Must Have Documents for Buying or Selling a Home
When it comes to buying or selling a home it can seem as if there is no end to the
amount of documentation you must cope with. Even before you actually begin the process
of buying or selling; however, there are several crucial documents you must make sure
you have on hand in order to speed the process along. Some documents you might expect,
but others could be a surprise to you so it's a good idea to get a head start on making
sure you have those important pieces of paper on hand.
While pay stubs are not a requirement for homeowners looking to sell their home, they
are essential if you are in the market to buy a home and plan to finance your purchase
with the use of a mortgage. Pay stubs are used by the lender to verify your income and
help in determining the price range for your future home. In rare instances, such as in
the case of a short sale, sellers may also be required to produce pay stubs. In this case,
pay stubs can sometimes be used for demonstrating that an economic hardship exists and justifying
the need of a short sale to the bank.
Buyers obtaining financing for their home purchase should be prepared to provide at least
two months' worth of bank account statements. In addition, any seller who is selling their
property through a short sale should also be prepared to provide bank statements. Lenders
have become increasingly more stringent in their requirements, especially when it comes to
documenting income and down payments. For sellers, bank statements can help to establish
that a hardship exists for a short sale.
Once again, any buyer who is trying to finance their mortgage and any seller attempting a
short sale will need to provide tax returns. At a minimum, you should expect to provide
the last two years of tax returns. Tax returns are necessary to establish that buyers have
a stable income over the long-term. For sellers, tax returns can help to further document
your financial status if you need to sell short.

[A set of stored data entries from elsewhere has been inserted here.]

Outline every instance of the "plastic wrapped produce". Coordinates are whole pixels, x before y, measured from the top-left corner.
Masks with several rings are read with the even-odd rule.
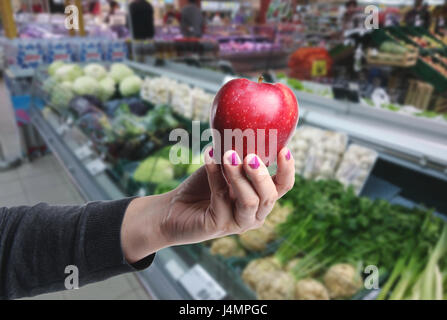
[[[209,121],[210,108],[213,104],[214,96],[200,88],[192,89],[190,94],[193,108],[192,120]]]
[[[343,156],[336,178],[346,187],[352,185],[359,194],[376,160],[376,151],[352,144]]]
[[[91,96],[78,96],[70,100],[69,108],[76,117],[82,117],[90,112],[99,112],[102,103]]]
[[[172,90],[177,86],[177,81],[166,77],[146,77],[141,85],[141,97],[153,104],[171,104]]]
[[[289,148],[293,153],[295,170],[298,174],[302,174],[306,167],[309,150],[320,141],[323,135],[323,130],[309,126],[302,127],[295,132],[289,143]]]
[[[264,276],[280,270],[280,264],[272,257],[255,259],[245,267],[242,272],[242,280],[244,280],[250,288],[256,290],[258,283]]]
[[[335,176],[335,171],[346,149],[348,137],[340,132],[326,131],[318,136],[316,142],[309,147],[302,171],[303,177],[331,179]]]
[[[295,285],[297,300],[329,300],[326,287],[315,279],[302,279]]]
[[[350,298],[362,287],[362,280],[352,265],[340,263],[326,271],[324,284],[331,298]]]
[[[175,113],[191,120],[208,121],[214,96],[166,77],[146,77],[141,97],[154,104],[172,105]]]
[[[110,138],[112,127],[107,116],[102,112],[89,112],[77,120],[77,126],[95,144],[104,144]]]
[[[177,84],[176,89],[172,91],[172,108],[174,112],[192,118],[191,88],[187,84]]]
[[[143,121],[132,114],[119,114],[113,119],[112,125],[113,131],[119,137],[135,137],[146,131]]]
[[[243,257],[245,251],[242,249],[234,237],[223,237],[216,239],[211,243],[210,252],[213,255],[223,257]]]
[[[292,300],[295,278],[287,272],[275,271],[266,274],[256,286],[256,294],[261,300]]]

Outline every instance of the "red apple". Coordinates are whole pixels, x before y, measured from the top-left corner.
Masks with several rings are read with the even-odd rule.
[[[214,147],[219,149],[215,150],[216,156],[222,156],[231,148],[241,158],[249,153],[256,153],[269,165],[292,137],[298,116],[298,102],[287,86],[281,83],[262,83],[262,78],[257,83],[247,79],[231,80],[219,90],[211,109],[211,127],[220,134],[220,137],[213,137]],[[240,143],[224,134],[229,131],[225,129],[240,129],[242,132],[251,129],[255,139],[245,138],[241,148]],[[258,129],[264,129],[265,135]],[[271,131],[272,129],[276,132]],[[273,144],[275,134],[276,148]]]

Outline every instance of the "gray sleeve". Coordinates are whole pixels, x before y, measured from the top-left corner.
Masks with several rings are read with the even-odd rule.
[[[79,286],[148,267],[154,254],[129,265],[121,248],[132,199],[0,208],[0,299],[64,290],[69,265]]]

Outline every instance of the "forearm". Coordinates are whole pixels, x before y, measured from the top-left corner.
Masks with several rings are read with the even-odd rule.
[[[128,206],[121,228],[123,254],[129,263],[166,248],[171,243],[162,230],[169,214],[173,192],[134,199]]]
[[[0,298],[63,290],[68,265],[80,286],[134,271],[121,241],[131,201],[0,209]]]

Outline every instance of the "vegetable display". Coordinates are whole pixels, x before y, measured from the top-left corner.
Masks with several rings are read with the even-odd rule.
[[[74,118],[129,195],[170,191],[203,165],[191,149],[172,149],[167,133],[184,118],[207,120],[213,95],[168,78],[141,80],[124,64],[56,62],[48,74],[42,89],[51,107]],[[261,228],[211,241],[212,255],[237,265],[259,299],[362,298],[368,265],[383,279],[378,299],[447,299],[445,222],[420,206],[358,196],[377,152],[309,126],[288,147],[299,174],[293,189]],[[173,155],[188,161],[173,164]]]

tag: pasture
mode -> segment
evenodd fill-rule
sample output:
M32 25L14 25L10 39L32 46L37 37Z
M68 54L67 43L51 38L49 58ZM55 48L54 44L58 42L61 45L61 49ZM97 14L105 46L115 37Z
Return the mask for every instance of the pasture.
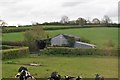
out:
M23 35L23 32L3 33L2 40L3 41L23 41L24 35Z
M43 26L45 27L45 26ZM58 26L48 26L58 27ZM60 26L59 26L60 27ZM65 27L65 26L62 26ZM31 28L31 27L28 27ZM10 29L10 28L8 28ZM118 45L118 28L77 28L46 30L50 37L58 34L70 34L90 40L98 48L106 48L112 43ZM24 32L3 33L3 41L24 41ZM42 66L27 66L24 64L37 63ZM96 73L105 78L118 77L117 56L47 56L30 55L29 57L3 60L3 78L14 78L20 66L26 66L31 75L36 78L47 78L52 71L57 71L62 77L65 75L82 76L83 78L94 78Z
M26 66L36 78L47 78L52 71L57 71L62 77L65 75L78 76L83 78L94 78L96 73L104 75L105 78L118 77L117 57L103 56L29 56L12 60L4 60L3 78L14 78L18 68L23 64L37 63L43 66Z
M118 28L78 28L78 29L63 29L63 30L49 30L46 31L53 37L58 34L70 34L79 36L90 40L92 44L97 47L107 47L108 43L114 44L116 47L118 44ZM4 33L3 41L23 41L24 32L16 33Z

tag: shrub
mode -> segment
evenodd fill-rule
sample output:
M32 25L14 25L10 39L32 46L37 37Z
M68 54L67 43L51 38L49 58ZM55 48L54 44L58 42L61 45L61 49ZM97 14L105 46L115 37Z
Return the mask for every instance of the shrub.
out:
M2 50L2 59L14 59L27 56L29 53L28 47Z
M65 36L65 35L64 35ZM69 47L73 47L74 46L74 43L75 43L75 38L74 37L68 37L68 36L65 36L65 38L67 39L68 41L68 46Z
M108 40L108 42L105 43L105 46L108 47L108 48L110 48L110 47L114 47L115 44L113 43L112 40Z
M82 48L68 48L68 47L48 47L41 51L41 54L46 55L101 55L101 56L117 56L117 49L82 49Z
M25 41L28 43L30 52L39 52L39 45L36 41L47 39L48 34L42 27L36 26L32 30L25 31Z

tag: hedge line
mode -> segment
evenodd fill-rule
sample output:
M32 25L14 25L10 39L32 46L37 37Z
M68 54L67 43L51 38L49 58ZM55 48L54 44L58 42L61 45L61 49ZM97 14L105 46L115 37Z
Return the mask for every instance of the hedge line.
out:
M44 26L44 25L38 25L38 26ZM55 25L54 25L55 26ZM61 25L60 25L61 26ZM74 29L74 28L92 28L92 27L118 27L118 24L109 24L109 25L98 25L98 24L91 24L91 25L84 25L83 27L80 25L64 25L65 27L44 27L44 30L61 30L61 29ZM32 29L34 26L30 27L18 27L18 28L4 28L2 30L3 33L11 33L11 32L24 32L26 30Z
M41 27L41 26L40 26ZM44 27L44 30L61 30L61 29L74 29L74 28L80 28L80 26L65 26L65 27ZM31 28L5 28L2 30L3 33L12 33L12 32L24 32L26 30L30 30Z
M2 50L2 59L14 59L27 56L29 53L28 47Z
M29 30L28 28L5 28L2 30L2 33L12 33L12 32L23 32Z
M41 51L40 54L47 55L100 55L100 56L117 56L117 49L80 49L80 48L67 48L67 47L48 47Z
M13 49L13 48L18 48L18 46L2 45L2 49Z
M25 41L2 41L2 45L27 46L27 43Z

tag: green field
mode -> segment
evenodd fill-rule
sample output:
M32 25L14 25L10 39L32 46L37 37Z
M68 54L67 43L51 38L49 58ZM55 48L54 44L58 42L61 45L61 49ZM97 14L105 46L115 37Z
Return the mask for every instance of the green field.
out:
M23 41L24 35L22 32L3 33L2 40L3 41Z
M8 64L12 62L13 64ZM81 57L55 57L55 56L31 56L3 61L3 77L14 78L18 68L23 64L37 63L43 66L26 66L36 78L47 78L52 71L57 71L61 76L81 75L83 78L94 78L96 73L105 78L118 77L117 57L81 56Z
M108 42L115 46L118 44L118 28L79 28L47 31L50 36L57 34L71 34L90 40L97 47L106 47ZM3 41L21 41L24 40L23 32L4 33Z
M49 26L51 27L51 26ZM55 26L54 26L55 27ZM49 30L48 34L53 37L58 34L70 34L90 40L97 47L104 48L111 41L115 46L118 44L118 28L78 28ZM24 32L3 33L3 41L23 41ZM8 62L12 62L9 64ZM57 71L62 76L81 75L84 78L94 78L95 73L102 74L105 78L118 77L118 59L110 56L31 56L3 61L3 77L14 78L20 66L27 63L38 63L43 66L26 66L36 78L47 78L52 71Z

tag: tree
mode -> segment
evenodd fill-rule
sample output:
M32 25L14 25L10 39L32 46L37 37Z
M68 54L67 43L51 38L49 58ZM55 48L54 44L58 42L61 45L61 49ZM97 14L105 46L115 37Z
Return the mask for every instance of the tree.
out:
M25 41L28 43L30 52L39 52L37 41L47 39L48 35L40 26L25 31Z
M94 19L92 20L92 23L93 23L93 24L100 24L100 20L99 20L98 18L94 18Z
M0 26L1 26L1 27L4 27L4 26L6 26L6 25L7 25L7 23L6 23L5 21L0 20Z
M109 16L104 15L102 23L108 25L108 24L112 23L112 20L110 19Z
M67 24L68 22L69 22L69 18L68 18L67 16L63 16L63 17L61 18L60 23L62 23L62 24Z
M86 24L86 22L87 21L84 18L78 18L76 20L76 24L81 25L81 26L83 26L84 24Z

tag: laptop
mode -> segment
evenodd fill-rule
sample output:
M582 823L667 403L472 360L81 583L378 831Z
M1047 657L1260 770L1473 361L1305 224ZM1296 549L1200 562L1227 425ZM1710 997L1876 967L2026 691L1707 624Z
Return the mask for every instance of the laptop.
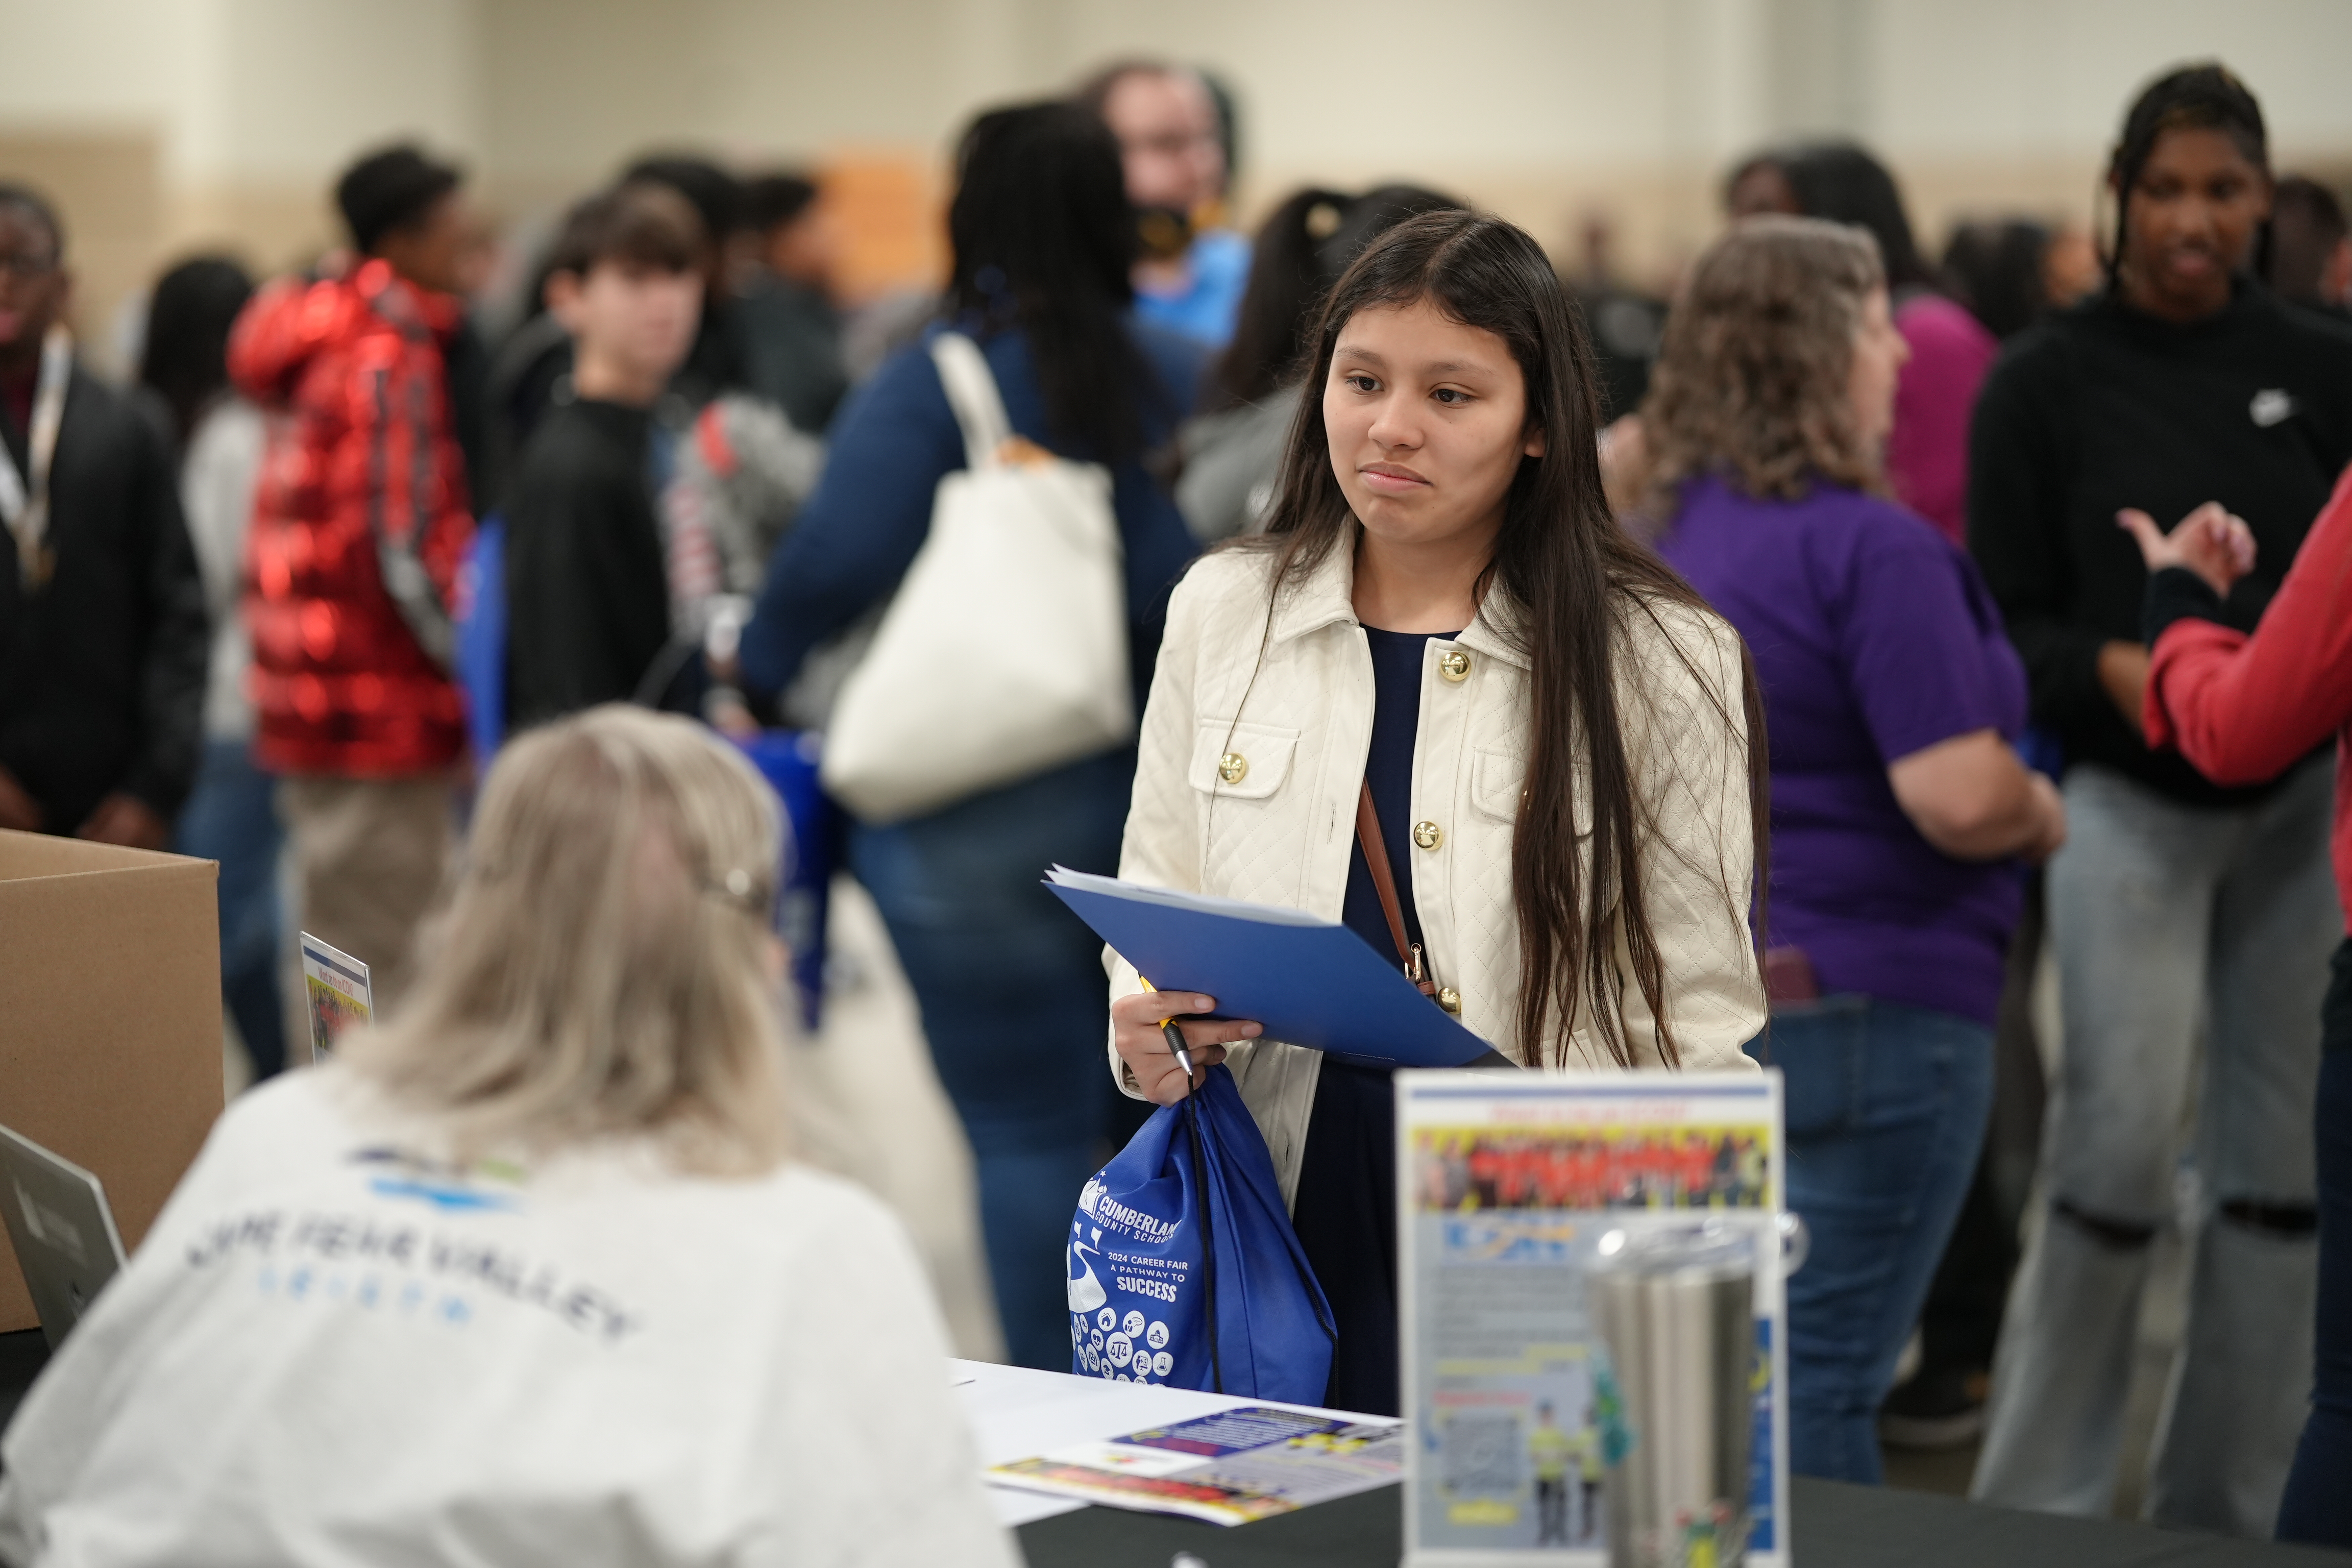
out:
M0 1217L54 1352L123 1265L106 1189L72 1161L0 1127Z

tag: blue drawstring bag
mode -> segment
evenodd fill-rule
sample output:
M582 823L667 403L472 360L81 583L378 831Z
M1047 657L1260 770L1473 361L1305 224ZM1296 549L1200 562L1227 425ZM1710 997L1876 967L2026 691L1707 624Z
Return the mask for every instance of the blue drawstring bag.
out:
M841 808L817 782L820 751L812 730L763 730L735 742L784 803L792 842L784 847L783 885L776 890L776 934L793 955L801 1026L823 1022L825 925L833 908L833 868L839 858Z
M1222 1064L1087 1183L1066 1250L1072 1372L1322 1403L1331 1307Z
M457 675L466 694L466 738L488 771L507 741L507 525L497 512L474 527L457 568Z

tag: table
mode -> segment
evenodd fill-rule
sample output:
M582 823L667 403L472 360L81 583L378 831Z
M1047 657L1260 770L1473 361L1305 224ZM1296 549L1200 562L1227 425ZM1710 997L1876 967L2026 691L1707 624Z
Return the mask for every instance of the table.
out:
M0 1334L0 1428L46 1360L37 1331ZM992 1464L1157 1422L1271 1403L1107 1385L975 1362L951 1363L949 1376L973 1415L982 1455ZM1029 1568L1170 1568L1179 1552L1191 1553L1204 1568L1393 1568L1404 1535L1394 1487L1230 1530L1036 1493L992 1491L1000 1513L1016 1527ZM2352 1568L2352 1553L2017 1513L1925 1492L1801 1476L1790 1492L1800 1568Z
M951 1365L983 1464L1269 1403L980 1362ZM1203 1568L1394 1568L1403 1552L1402 1494L1395 1487L1229 1529L991 1491L1029 1568L1170 1568L1180 1553ZM2352 1553L2021 1513L1801 1476L1791 1481L1789 1500L1799 1568L2352 1568Z
M2058 1519L1926 1492L1795 1478L1798 1568L2337 1568L2352 1554L2178 1534L2140 1524ZM1393 1568L1403 1548L1397 1488L1341 1498L1255 1524L1084 1508L1024 1524L1029 1568ZM1189 1565L1188 1565L1189 1568Z

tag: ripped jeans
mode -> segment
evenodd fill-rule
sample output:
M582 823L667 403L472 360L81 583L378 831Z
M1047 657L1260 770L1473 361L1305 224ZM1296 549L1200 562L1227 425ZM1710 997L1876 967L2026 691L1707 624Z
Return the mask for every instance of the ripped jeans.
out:
M2067 843L2048 882L2065 1059L2042 1224L1994 1360L1980 1500L2112 1507L2150 1244L2179 1218L2196 1252L2147 1511L2271 1533L2311 1387L2312 1104L2344 930L2331 774L2315 759L2233 807L2183 805L2095 766L2067 775ZM2192 1104L2200 1212L2177 1215Z

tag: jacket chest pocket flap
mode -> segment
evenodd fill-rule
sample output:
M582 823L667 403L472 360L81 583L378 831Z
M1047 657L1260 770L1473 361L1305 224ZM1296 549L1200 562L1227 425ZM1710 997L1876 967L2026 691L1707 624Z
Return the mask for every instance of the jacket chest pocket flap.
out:
M1470 753L1470 799L1481 812L1499 821L1519 820L1519 795L1527 787L1527 764L1508 752L1479 750ZM1574 799L1570 803L1576 836L1592 836L1592 773L1580 757L1570 775Z
M1296 730L1203 719L1184 776L1202 795L1264 800L1290 776L1290 761L1297 751Z

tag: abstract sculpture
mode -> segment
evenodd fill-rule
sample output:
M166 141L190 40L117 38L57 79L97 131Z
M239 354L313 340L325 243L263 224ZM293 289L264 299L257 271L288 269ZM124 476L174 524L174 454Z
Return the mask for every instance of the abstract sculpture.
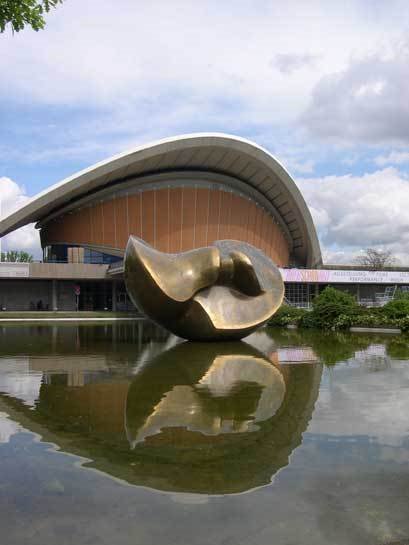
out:
M284 296L274 263L235 240L166 254L131 236L125 283L133 303L149 318L179 337L201 341L249 335Z

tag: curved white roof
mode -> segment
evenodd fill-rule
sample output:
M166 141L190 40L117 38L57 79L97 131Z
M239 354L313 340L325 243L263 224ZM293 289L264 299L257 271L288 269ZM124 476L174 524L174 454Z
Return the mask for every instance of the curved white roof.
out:
M166 138L115 155L33 197L0 221L0 236L45 219L67 204L117 182L166 172L208 172L245 183L274 208L305 266L322 262L311 214L294 180L267 150L237 136L199 133Z

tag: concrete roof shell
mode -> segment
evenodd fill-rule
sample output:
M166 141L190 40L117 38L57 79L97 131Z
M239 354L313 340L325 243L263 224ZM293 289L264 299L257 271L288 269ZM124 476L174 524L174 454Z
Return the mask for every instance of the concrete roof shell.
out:
M41 222L59 209L117 182L161 173L194 172L228 176L261 194L291 237L291 251L307 267L322 264L308 207L294 180L267 150L237 136L198 133L139 146L88 167L33 197L0 221L0 237ZM211 179L209 177L209 179Z

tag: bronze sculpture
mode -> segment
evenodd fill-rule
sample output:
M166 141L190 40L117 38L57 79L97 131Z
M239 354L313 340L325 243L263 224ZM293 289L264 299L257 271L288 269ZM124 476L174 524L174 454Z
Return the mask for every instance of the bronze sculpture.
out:
M235 240L180 254L131 236L125 283L149 318L189 340L241 339L281 305L280 271L260 250Z

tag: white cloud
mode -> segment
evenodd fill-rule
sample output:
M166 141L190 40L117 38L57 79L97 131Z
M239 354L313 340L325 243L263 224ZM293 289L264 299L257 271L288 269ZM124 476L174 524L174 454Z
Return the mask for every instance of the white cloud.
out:
M352 153L351 155L347 155L346 157L344 157L341 160L341 163L343 165L348 165L351 167L353 165L356 165L359 159L360 159L360 156L358 153Z
M293 74L303 68L310 68L318 61L318 55L297 54L297 53L278 53L271 61L282 74Z
M314 172L315 161L314 159L299 159L296 157L286 157L280 155L280 162L286 167L290 172L295 172L298 174L311 174Z
M0 412L0 443L9 443L11 437L20 431L20 424L10 420L8 414Z
M354 263L356 254L343 250L332 250L331 248L321 248L322 261L326 265L351 265Z
M298 185L327 262L351 262L361 249L376 247L409 264L409 180L398 170L305 178Z
M266 135L261 144L268 136L275 142L270 149L286 135L295 140L295 122L317 83L377 44L385 52L383 43L397 40L409 21L401 0L348 6L65 2L47 15L44 31L2 35L0 98L6 107L24 106L6 120L13 138L0 143L0 160L82 166L128 147L124 142L201 130L259 132ZM388 79L374 75L354 90L356 100L375 100L388 92ZM326 151L317 148L316 156ZM301 157L289 167L305 175L316 162Z
M375 163L379 166L409 163L409 151L391 151L388 155L379 155L375 157Z
M347 0L347 9L322 0L264 2L257 9L249 0L64 2L48 14L44 31L1 37L0 70L7 77L0 98L5 108L24 104L24 120L5 124L13 138L4 132L0 160L13 168L77 160L75 170L78 161L82 166L158 137L219 130L253 138L290 172L312 177L317 164L331 161L328 137L347 145L409 139L409 41L398 42L409 26L406 8L403 0ZM310 134L326 139L322 145L297 128L302 112ZM363 156L359 148L337 147L338 159L341 152L344 164ZM380 166L405 162L405 151L376 159ZM302 181L324 252L337 259L360 249L354 225L362 228L362 246L390 247L396 235L391 249L408 249L405 178L390 169L368 176L368 184L365 177ZM24 188L0 178L2 191L6 184L7 207L25 202ZM314 184L323 195L310 189ZM394 184L398 204L391 212ZM6 237L3 247L40 256L33 226Z
M0 392L18 398L29 407L34 407L40 395L42 373L29 373L27 356L2 358L0 366ZM1 413L0 413L1 414Z
M371 95L380 96L384 92L385 87L386 82L382 80L364 83L354 91L354 95L356 97L370 97Z
M10 178L0 177L0 219L21 208L29 199L30 197L28 197L24 187L19 186ZM1 249L3 252L7 250L24 250L38 259L41 256L38 231L34 229L33 224L26 225L3 237L1 239Z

Both buyers as well as sellers will need to produce identification, such
as a driver license, state ID or passport. The reason is so that lenders and the title
insurance company can verify your identity and ensure you have the right to complete the
transaction. In most cases you will not need to provide the identification until you are
actually at the closing table with a notary, although in some instances your real estate
broker or mortgage broker may request your identification earlier.
You may need to provide a copy of your divorce decree if you are a buyer that needs to document
your unmarried status or if you are a seller that needs to document the terms associated with
splitting a property when selling it. The divorce decree can help to establish that you actually
have the right to sell a property.
If you are a buyer that is married, but you are planning to purchase a property as your our own
separate property, you will typically need a quitclaim deed. The same is also true if you are a
seller that is married who is selling property you own separately or if you are a joint owner
that is selling your own separate interests. A quitclaim deed is specifically used for allowing
other owners or spouses to sign over their interests in a property to the owner that is selling.
As a result, the title insurance company can then provide a guarantee that the title being
transferred is clear and undisputed.
If you are using any type of gift money as part of your down payment, you may need to provide a
gift letter so the lender can be certain the funds actually came from a relative and that you didn't
obtain a loan that might affect your total debt load.
If you are a seller with a current mortgage, you will likely need to produce a mortgage statement to
the title company or escrow holder so they can obtain the necessary payoff requirements from the
Keep in mind that throughout the process, especially toward the end as the closing of the transaction
draws near, you will likely need to provide updated copies of all of your documents, just to ensure
that nothing substantial has changed.